All in all, PAC donations to Sinema on March 8 totaled $20,500. They all came from entities outside of her home state of Arizona except one: a PAC representing Universal Technical Institute, a for-profit college based in Phoenix, gave Sinema $1,000.
CORPORATE SCAM WATCH: Wall Street-owned home security company dinged $20 million for “white paging” scheme
A company owned by the $619-billion investment firm Blackstone agreed to pay $20 million to settle fraud allegations levied by federal law enforcement agencies. The firm, the home security company Vivint, said it will pay $5 million to victims of its alleged scheming, and $15 million in civil penalties, according to terms of the settlement announced last Thursday by the Federal Trade Commission.
The practice at the heart of the settlement revolved around door-to-door Vivint sales representatives using unwitting third parties to sell security systems to customers who lacked the credit to finance their purchases. The scheme, called “white paging,” allegedly involved sales reps using telephone directories to find someone with the same name, or a similar name as the customer, in order to pass credit checks that the customer had already failed.
Vivint reps then allegedly re-run credit checks using the third party's name, listing their victim's address as a previous address of the customer. “The sales representative would thereby trick Vivint’s system into approving a new account for the unqualified customer by unlawfully using the credit history of the unrelated individual,” settlement filings noted.

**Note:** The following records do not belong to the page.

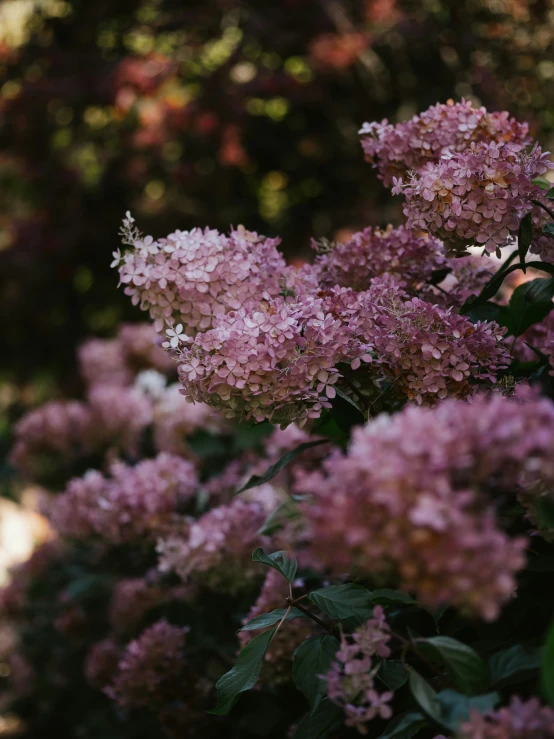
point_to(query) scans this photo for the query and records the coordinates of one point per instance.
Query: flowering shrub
(378, 564)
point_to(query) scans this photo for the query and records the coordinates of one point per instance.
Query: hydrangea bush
(329, 489)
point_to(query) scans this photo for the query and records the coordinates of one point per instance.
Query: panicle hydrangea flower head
(431, 352)
(412, 497)
(191, 277)
(351, 679)
(453, 127)
(57, 431)
(216, 549)
(373, 252)
(134, 502)
(277, 361)
(279, 656)
(520, 720)
(476, 196)
(152, 668)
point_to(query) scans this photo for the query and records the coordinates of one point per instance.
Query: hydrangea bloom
(216, 549)
(351, 679)
(395, 150)
(57, 431)
(412, 497)
(175, 419)
(133, 502)
(431, 352)
(279, 655)
(191, 277)
(520, 720)
(277, 361)
(152, 668)
(476, 196)
(411, 259)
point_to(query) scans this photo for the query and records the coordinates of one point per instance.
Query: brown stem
(294, 603)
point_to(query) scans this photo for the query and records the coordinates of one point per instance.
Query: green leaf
(271, 618)
(274, 469)
(243, 675)
(344, 601)
(547, 667)
(345, 412)
(287, 511)
(280, 561)
(320, 723)
(404, 726)
(524, 237)
(530, 303)
(463, 663)
(456, 708)
(513, 665)
(393, 674)
(313, 658)
(388, 597)
(424, 695)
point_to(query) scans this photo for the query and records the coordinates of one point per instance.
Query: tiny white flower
(175, 336)
(116, 258)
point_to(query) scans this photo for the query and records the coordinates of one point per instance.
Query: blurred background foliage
(214, 113)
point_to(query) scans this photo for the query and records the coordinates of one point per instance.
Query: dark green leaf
(346, 413)
(544, 509)
(456, 708)
(320, 723)
(530, 303)
(547, 667)
(424, 695)
(524, 237)
(280, 561)
(513, 665)
(313, 658)
(393, 674)
(287, 458)
(439, 275)
(279, 517)
(344, 601)
(404, 726)
(462, 663)
(271, 618)
(243, 675)
(388, 597)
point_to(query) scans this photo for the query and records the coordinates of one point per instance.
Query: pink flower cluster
(191, 277)
(476, 196)
(133, 502)
(279, 655)
(276, 361)
(413, 497)
(520, 720)
(430, 352)
(395, 150)
(152, 668)
(216, 549)
(351, 679)
(373, 252)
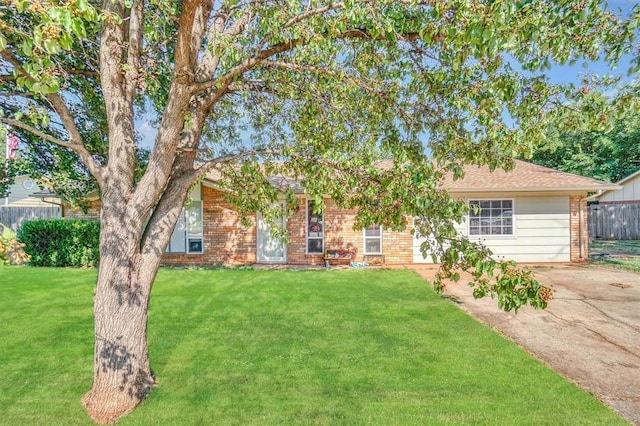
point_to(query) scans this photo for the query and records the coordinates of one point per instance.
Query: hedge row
(61, 242)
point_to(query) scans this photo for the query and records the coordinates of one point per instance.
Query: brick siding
(578, 254)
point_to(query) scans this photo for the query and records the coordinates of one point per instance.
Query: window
(491, 217)
(187, 235)
(373, 239)
(315, 229)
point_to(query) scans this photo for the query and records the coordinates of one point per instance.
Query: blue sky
(558, 74)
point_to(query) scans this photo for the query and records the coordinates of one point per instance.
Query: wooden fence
(614, 221)
(14, 216)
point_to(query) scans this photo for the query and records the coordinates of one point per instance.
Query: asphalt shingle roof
(524, 177)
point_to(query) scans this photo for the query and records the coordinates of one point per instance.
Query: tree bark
(122, 374)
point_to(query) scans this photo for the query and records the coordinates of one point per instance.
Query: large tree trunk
(122, 374)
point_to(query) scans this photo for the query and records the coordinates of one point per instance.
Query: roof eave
(536, 189)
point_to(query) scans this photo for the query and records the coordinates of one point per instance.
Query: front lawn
(242, 347)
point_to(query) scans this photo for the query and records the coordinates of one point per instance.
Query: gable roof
(526, 177)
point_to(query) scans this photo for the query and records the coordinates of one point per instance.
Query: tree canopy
(318, 91)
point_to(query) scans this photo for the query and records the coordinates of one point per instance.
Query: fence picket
(14, 216)
(614, 221)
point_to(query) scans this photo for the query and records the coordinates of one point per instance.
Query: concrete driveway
(590, 333)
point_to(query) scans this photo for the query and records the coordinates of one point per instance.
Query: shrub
(11, 251)
(61, 242)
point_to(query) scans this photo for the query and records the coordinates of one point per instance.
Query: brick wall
(579, 250)
(339, 234)
(226, 241)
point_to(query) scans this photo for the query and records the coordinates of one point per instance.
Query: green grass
(244, 347)
(623, 254)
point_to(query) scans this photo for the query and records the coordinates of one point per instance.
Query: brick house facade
(540, 216)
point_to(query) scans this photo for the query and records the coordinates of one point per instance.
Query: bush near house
(11, 251)
(61, 242)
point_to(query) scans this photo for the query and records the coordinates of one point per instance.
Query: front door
(270, 249)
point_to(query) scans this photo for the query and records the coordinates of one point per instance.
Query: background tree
(609, 151)
(318, 91)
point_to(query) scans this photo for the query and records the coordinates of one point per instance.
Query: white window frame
(365, 238)
(188, 237)
(321, 237)
(490, 218)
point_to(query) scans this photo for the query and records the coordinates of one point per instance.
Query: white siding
(542, 232)
(630, 191)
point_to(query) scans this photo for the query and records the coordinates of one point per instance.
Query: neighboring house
(530, 214)
(615, 213)
(24, 192)
(27, 201)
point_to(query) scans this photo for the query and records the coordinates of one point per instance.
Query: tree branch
(79, 149)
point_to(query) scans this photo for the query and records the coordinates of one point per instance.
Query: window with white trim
(315, 229)
(373, 239)
(491, 217)
(187, 235)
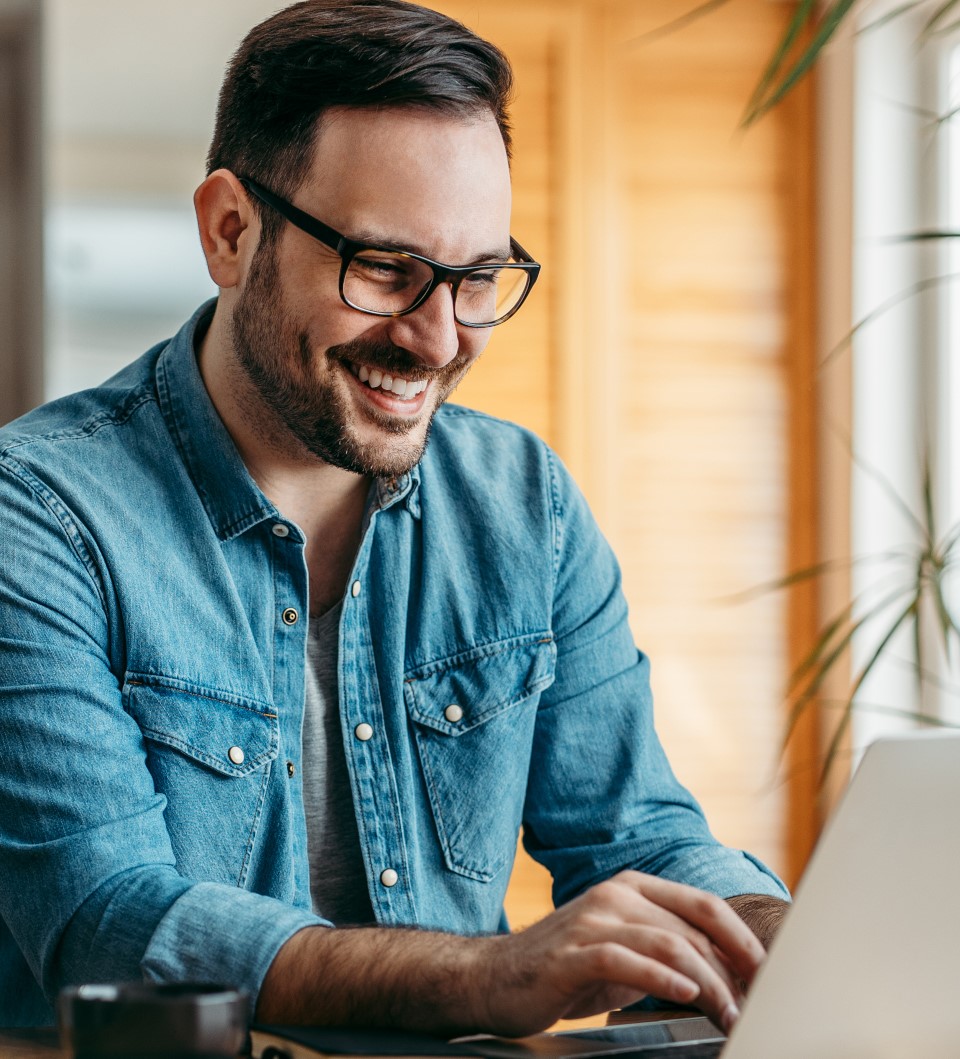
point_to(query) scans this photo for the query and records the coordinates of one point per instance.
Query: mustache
(391, 359)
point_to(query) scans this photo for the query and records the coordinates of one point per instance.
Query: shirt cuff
(215, 933)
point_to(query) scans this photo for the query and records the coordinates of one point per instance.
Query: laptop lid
(868, 961)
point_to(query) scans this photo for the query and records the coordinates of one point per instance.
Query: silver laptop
(868, 961)
(867, 965)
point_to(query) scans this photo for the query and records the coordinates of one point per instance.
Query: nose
(430, 331)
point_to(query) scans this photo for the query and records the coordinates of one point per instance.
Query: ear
(229, 227)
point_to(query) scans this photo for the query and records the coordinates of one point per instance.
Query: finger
(709, 914)
(613, 964)
(680, 946)
(668, 922)
(719, 995)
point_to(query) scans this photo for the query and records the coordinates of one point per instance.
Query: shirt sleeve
(89, 887)
(601, 794)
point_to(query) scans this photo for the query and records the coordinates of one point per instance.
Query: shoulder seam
(58, 509)
(131, 404)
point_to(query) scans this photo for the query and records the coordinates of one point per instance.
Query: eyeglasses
(385, 282)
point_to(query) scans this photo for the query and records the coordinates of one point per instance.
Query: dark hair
(357, 53)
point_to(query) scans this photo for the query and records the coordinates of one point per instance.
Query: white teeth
(403, 389)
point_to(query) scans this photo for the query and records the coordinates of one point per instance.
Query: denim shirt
(152, 628)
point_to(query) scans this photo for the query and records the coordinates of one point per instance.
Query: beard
(303, 393)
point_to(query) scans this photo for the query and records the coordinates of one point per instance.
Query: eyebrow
(374, 239)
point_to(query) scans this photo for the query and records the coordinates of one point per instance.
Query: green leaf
(924, 235)
(902, 10)
(835, 740)
(893, 497)
(917, 288)
(764, 96)
(942, 11)
(822, 666)
(805, 11)
(678, 23)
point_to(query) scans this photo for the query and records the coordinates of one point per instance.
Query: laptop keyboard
(680, 1049)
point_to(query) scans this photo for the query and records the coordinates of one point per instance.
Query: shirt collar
(231, 498)
(233, 501)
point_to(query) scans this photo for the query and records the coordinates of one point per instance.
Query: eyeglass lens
(382, 282)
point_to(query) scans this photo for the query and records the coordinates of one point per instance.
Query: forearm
(386, 976)
(761, 913)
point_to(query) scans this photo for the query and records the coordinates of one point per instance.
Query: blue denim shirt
(152, 628)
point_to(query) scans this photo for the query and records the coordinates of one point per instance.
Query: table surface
(43, 1044)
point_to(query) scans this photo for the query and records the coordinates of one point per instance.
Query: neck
(326, 502)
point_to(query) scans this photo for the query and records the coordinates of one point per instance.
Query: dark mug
(139, 1021)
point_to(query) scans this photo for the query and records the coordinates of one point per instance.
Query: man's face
(414, 180)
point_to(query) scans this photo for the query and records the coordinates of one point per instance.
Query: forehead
(437, 183)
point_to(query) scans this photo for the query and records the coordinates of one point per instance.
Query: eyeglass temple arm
(311, 226)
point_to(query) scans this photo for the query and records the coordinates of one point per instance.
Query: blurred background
(685, 351)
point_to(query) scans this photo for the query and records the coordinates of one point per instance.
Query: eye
(382, 267)
(482, 281)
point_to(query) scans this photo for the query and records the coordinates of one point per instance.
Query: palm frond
(680, 22)
(840, 730)
(890, 303)
(895, 13)
(771, 91)
(943, 9)
(924, 234)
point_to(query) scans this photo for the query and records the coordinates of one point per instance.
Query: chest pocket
(211, 758)
(473, 717)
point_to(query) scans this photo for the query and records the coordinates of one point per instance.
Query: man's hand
(632, 935)
(762, 914)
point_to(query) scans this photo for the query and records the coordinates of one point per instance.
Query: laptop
(867, 964)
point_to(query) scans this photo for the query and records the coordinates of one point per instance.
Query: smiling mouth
(395, 386)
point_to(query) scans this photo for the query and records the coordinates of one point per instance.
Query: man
(273, 665)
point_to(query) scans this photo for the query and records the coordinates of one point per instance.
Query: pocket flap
(233, 736)
(456, 694)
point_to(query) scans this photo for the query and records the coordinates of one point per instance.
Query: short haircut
(319, 54)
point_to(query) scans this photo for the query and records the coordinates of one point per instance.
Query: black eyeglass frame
(347, 249)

Vivint representatives also used other methods to fudge the company's credit check system, according to the settlement. They would reportedly ask customers who didn't pass credit score tests to give the name of someone else who might qualify, such as a relative. “The rep would then obtain a credit report for that individual without permission, add their address into 'previous address' and thereby qualify the primary account holder,” the FTC and the Justice Department said. “Similarly to white paging, Vivint would then extend credit to the unqualified customer, based on the innocent third party’s credit score.”
When some of these customers defaulted on payments, the third parties who never agreed to co-sign for financing would be harassed by debt collectors and their credit scores would take a hit.
To make matters worse, Vivint reportedly knew that these fraudulent practices were going on long before the company put its foot down. Settlement filings said that Vivint managers were made aware of the scamming in 2016, and fired some sales reps in 2017 for white paging and using unauthorized co-signers. But because because one the sales teams at the heart of the conning generated “millions of dolars in revenue for Vivint,” the firm allowed implicated employees to work for Vivint's sister company, “and permitted some of them to return to Vivint the following sales season,” the DOJ and FTC said. The firm agreed to implement stronger internal controls against fraud as part of the settlement.
If Vivint's unauthorized co-signing is reminiscent of Wells Fargo representatives signing up customers for millions of accounts that they never wanted, there's another similarity, beyond the involvement of a major player in the financial sector. Like Wells Fargo, Vivint employed incentives that encouraged aggressive salesmanship; in the security firm's case, by compensating summer hires “entirely through commissions for the sales of new systems,” in the words of the settlement.
“As with any commission-based occupation, this approach to payment incentivized the sales representatives to work hard and, occasionally, to cut corners,” the DOJ and FTC said. “In Vivint’s case, the compensation structure combined with the lack of effective oversight also incentivized the representatives to violate the law.”
Blackstone bought Vivint in 2012 for $2 billion. The home security company currently has more than 1.5 million customers in the North America.